Later might be when my circumstances were better, when I had more knowledge about myself or even just after that important interview or party I’d been looking forward to. The next time I got those memories out I might have more insight to bestow upon them, giving me a different perspective and allowing me to re-frame them.

The point is, whatever you have been through, has touched you deeply and may have made you look at the world in a different way. You might feel like you don’t belong, that you’re not good enough, perhaps that you can only be loved if you are flawless, that you must always put others before yourself, maybe you struggle to deal with relationships because you fear you may be rejected…

That’s a lot of stuff and the journey to healing is going to be long and sometimes hard, but you don’t have to do it all at once. You might have thought long and hard about taking a chance in seeking help and once you’ve finally decided to jump in and share how you’re feeling with another human being, it might be tempting to rush through it all and get better quickly.

Be kind to yourself, this might be the first time you’ve shown your vulnerability and that can feel very frightening. This might be the first time you’ve admitted to yourself, let alone someone else how hurt and wounded you are. Pace yourself. Be kind. You, as much as anyone else deserves to be happy.

Trust that there is a way through. You’ll know you’re on your way when you start taking better care of yourself and your needs, when you stop looking outside of yourself for reassurance or affirmation, when you are able to feel confident in your decisions and act upon them, when you are able to challenge those that upset you and you feel more trust and connection with others.

Be brave enough to take those first steps, but kind enough to yourself to pace your journey.

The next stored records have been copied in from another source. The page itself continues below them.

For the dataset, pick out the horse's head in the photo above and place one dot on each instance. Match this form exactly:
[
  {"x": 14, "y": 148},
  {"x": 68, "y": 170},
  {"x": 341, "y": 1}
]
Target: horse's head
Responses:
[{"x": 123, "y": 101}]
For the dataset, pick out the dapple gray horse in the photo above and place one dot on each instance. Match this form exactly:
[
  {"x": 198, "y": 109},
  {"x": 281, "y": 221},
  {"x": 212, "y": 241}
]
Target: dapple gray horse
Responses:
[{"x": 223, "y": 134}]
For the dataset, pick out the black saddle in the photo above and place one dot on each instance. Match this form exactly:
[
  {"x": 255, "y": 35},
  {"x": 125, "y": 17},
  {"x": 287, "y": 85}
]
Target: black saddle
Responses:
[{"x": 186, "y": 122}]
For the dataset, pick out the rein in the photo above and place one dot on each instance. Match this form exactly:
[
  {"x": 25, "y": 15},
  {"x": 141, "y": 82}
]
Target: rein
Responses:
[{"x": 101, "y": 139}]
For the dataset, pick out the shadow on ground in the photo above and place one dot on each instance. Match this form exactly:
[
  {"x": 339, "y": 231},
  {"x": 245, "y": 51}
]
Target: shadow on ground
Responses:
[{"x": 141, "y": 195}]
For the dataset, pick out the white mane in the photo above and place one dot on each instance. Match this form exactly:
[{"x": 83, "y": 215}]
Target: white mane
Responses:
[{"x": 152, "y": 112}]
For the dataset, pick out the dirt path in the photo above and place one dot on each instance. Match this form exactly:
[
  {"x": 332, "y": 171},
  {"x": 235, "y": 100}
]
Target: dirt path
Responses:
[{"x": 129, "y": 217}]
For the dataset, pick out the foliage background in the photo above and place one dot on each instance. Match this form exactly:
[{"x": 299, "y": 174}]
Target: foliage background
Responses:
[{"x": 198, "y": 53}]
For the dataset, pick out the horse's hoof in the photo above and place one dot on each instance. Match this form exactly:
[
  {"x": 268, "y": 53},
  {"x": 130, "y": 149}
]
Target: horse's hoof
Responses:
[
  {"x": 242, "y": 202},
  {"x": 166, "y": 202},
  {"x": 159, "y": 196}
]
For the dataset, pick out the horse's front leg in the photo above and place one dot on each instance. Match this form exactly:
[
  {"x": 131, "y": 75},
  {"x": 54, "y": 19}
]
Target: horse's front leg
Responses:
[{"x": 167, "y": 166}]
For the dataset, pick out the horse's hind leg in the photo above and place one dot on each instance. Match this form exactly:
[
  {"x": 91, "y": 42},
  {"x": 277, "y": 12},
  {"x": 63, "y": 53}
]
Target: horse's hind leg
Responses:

Finding a positive inner voice

Would you spend your whole life with somebody who really wanted you to fail? What would it feel like if every time you made a mistake or things didn’t go the way you planned, that person pitched in to highlight and magnify your failings and made it their mission to tell you how stupid you were for even trying instead of helping you up and brushing you off.


Eventually your self-worth would be destroyed and you would start to believe that you didn’t really deserve to succeed so why were you even trying? What effect do you think that might have on your self-esteem and self-belief? Do you think you would be able to achieve your dreams and attain your goals with them constantly putting you down? Do you think you would keep that person in your life once you realised the effect they were having on you or would you seek out more positive friendships with people that wanted you to do well? 

The sad fact is that without even realising it many of us spend our whole lives with a negative influence like this one keeping us stuck and stopping us reaching our full potential and the worse thing is that this negative influence isn’t a negative partner or friend it is ourselves! We berate ourselves when we get things wrong, we sabotage our potential by telling ourselves we are not good enough, we push people away because we tell ourselves we are unlovable. When we walk around with an internal voice that is critical, unkind and unforgiving is it any wonder that we end up feeling depressed, anxious and inadequate? Therapists call this negative inner voice “the inner critic” and once we start to notice the power it has over our lives we can start taking steps to challenge it, turn down its volume and eventually replace it with an inner cheerleader!

What difference do you think that might make to your life? Can you imagine carrying around an inner voice that brushed off your mistakes and pepped you up, that encouraged you to try again and that was so full of love that you believed you deserved to succeed? Can you envisage loving yourself unconditionally and completely and being true to yourself? How could that sort of positivity impact your life? 

Maybe this is something an empathic counsellor could help you with.